Adaptive Diffusions for Scalable Learning over Graphs
This addresses the challenge of scalable and accurate graph learning for applications like social networks or bioinformatics, though it is incremental as it builds on existing diffusion-based classifiers.
The paper tackles the problem of graph classification by introducing a method to learn class-specific diffusion functions adapted to network topology, which significantly improves performance over fixed diffusions and often surpasses computationally heavier state-of-the-art methods in accuracy.
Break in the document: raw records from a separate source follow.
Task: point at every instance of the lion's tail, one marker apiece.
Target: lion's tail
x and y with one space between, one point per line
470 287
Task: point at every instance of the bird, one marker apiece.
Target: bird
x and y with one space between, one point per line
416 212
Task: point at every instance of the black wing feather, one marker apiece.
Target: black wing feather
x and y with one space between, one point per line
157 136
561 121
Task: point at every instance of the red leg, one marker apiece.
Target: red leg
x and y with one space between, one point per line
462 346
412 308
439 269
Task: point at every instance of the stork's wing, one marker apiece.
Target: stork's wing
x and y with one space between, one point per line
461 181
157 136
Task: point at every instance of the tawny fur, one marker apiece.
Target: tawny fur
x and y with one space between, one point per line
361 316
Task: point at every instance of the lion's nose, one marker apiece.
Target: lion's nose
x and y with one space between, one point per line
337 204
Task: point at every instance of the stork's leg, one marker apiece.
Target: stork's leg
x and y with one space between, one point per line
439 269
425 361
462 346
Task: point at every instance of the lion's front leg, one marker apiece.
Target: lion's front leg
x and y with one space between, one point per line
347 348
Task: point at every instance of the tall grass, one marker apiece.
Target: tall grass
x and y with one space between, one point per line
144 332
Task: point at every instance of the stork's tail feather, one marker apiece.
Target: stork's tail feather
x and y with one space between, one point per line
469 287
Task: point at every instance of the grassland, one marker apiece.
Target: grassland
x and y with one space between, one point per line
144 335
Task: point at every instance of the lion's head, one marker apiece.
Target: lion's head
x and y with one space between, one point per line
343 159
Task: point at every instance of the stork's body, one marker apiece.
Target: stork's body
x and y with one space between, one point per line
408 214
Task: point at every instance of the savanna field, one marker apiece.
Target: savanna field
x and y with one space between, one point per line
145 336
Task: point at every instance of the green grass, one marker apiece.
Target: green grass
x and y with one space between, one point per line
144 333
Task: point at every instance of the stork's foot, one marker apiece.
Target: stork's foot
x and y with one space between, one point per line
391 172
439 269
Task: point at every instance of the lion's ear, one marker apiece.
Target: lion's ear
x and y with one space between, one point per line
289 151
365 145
Diffusion-based classifiers such as those relying on the Personalized PageRank and the Heat kernel, enjoy remarkable classification accuracy at modest computational requirements. Their performance however is affected by the extent to which the chosen diffusion captures a typically unknown label propagation mechanism, that can be specific to the underlying graph, and potentially different for each class. The present work introduces a disciplined, data-efficient approach to learning class-specific diffusion functions adapted to the underlying network topology. The novel learning approach leverages the notion of "landing probabilities" of class-specific random walks, which can be computed efficiently, thereby ensuring scalability to large graphs. This is supported by rigorous analysis of the properties of the model as well as the proposed algorithms. Furthermore, a robust version of the classifier facilitates learning even in noisy environments. Classification tests on real networks demonstrate that adapting the diffusion function to the given graph and observed labels, significantly improves the performance over fixed diffusions; reaching -- and many times surpassing -- the classification accuracy of computationally heavier state-of-the-art competing methods, that rely on node embeddings and deep neural networks.